Tell us about the features and technologies you used in your Swift playground.
SwiftUI
: using SwiftUI (and platform detection compiler directives), I'm able t create a universal app from my single code base that runs on macOS (native), Mac Catalyst, and on iOS devices as well!- SF Symbols: on platforms supporting SFSymbols, I use
Image(systemName:)
. Otherwise, I fall back to using emojis :P Combine
: managing data flow between the objects and updating the UI state when transcriptions become available.SFSpeechRecognizer
: this empowers me to get the automatic transcription for audio files ON DEVICE, a new feature introduced last year at WWDC19.AVSpeechSynthesizer
: to generate synthesized audio for including in podcast.NaturalLanguage
: finding the dominant language of the user input text so I can filter the synthesizer voices, splitting long paragraphs into sentences before insertion, and sentiment analysis for fun.AVAudioEngine
,AVAudioPlayer
: for recording and playing sound.- Swift:
Codable
for serialization (cache recognition result and edits), using higher-order functions for simplified data transformations, proper ARC usingweak
references.
List the open source software you used and explain why you used it.

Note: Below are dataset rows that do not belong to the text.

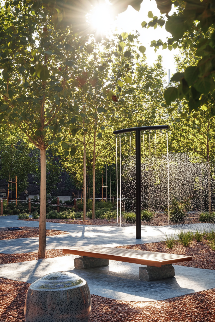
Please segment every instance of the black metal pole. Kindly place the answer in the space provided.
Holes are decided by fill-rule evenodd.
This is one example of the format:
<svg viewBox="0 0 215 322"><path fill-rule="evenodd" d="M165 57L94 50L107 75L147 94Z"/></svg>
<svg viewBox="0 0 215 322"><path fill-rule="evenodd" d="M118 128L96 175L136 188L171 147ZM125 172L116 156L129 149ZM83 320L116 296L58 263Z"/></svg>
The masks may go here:
<svg viewBox="0 0 215 322"><path fill-rule="evenodd" d="M135 131L136 177L136 239L141 239L141 131Z"/></svg>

- I used "Binary Search Depiction" by AlwaysAngry under CC BY-SA License from Wikipedia in the "Behind the Scene"/"Technical Details" page. It is a good depiction in addition to the videos I made using Keynote animations (those blue bars and red star blinking and disappearing). Appropriate attribution has been given on the playground page as well.
- I used the SwiftUI collection view (flow layout) by Chris Eidhof file for my editor layout, which I appreciate deeply. However, as described in the same playground page mentioned above, such code does not support rearranging elements. As that is a major feature of my own editor, I modified the "library" to support drag & drop element organization using binary search. It was also designed only for use in iOS/UIKit (as it depended on
UIOffset
), so I added support for it to compile against macOS.
A SwiftUI app that allows you to edit audio podcast swiftly.
Copyright (C) 2020 Apollo/Zhiyu Zhu/@ApolloZhu
This program is free software: you can redistribute it and/or modify
it under the terms of the GNU General Public License as published by
the Free Software Foundation, either version 3 of the License, or
(at your option) any later version.
This program is distributed in the hope that it will be useful,
but WITHOUT ANY WARRANTY; without even the implied warranty of
MERCHANTABILITY or FITNESS FOR A PARTICULAR PURPOSE. See the
GNU General Public License for more details.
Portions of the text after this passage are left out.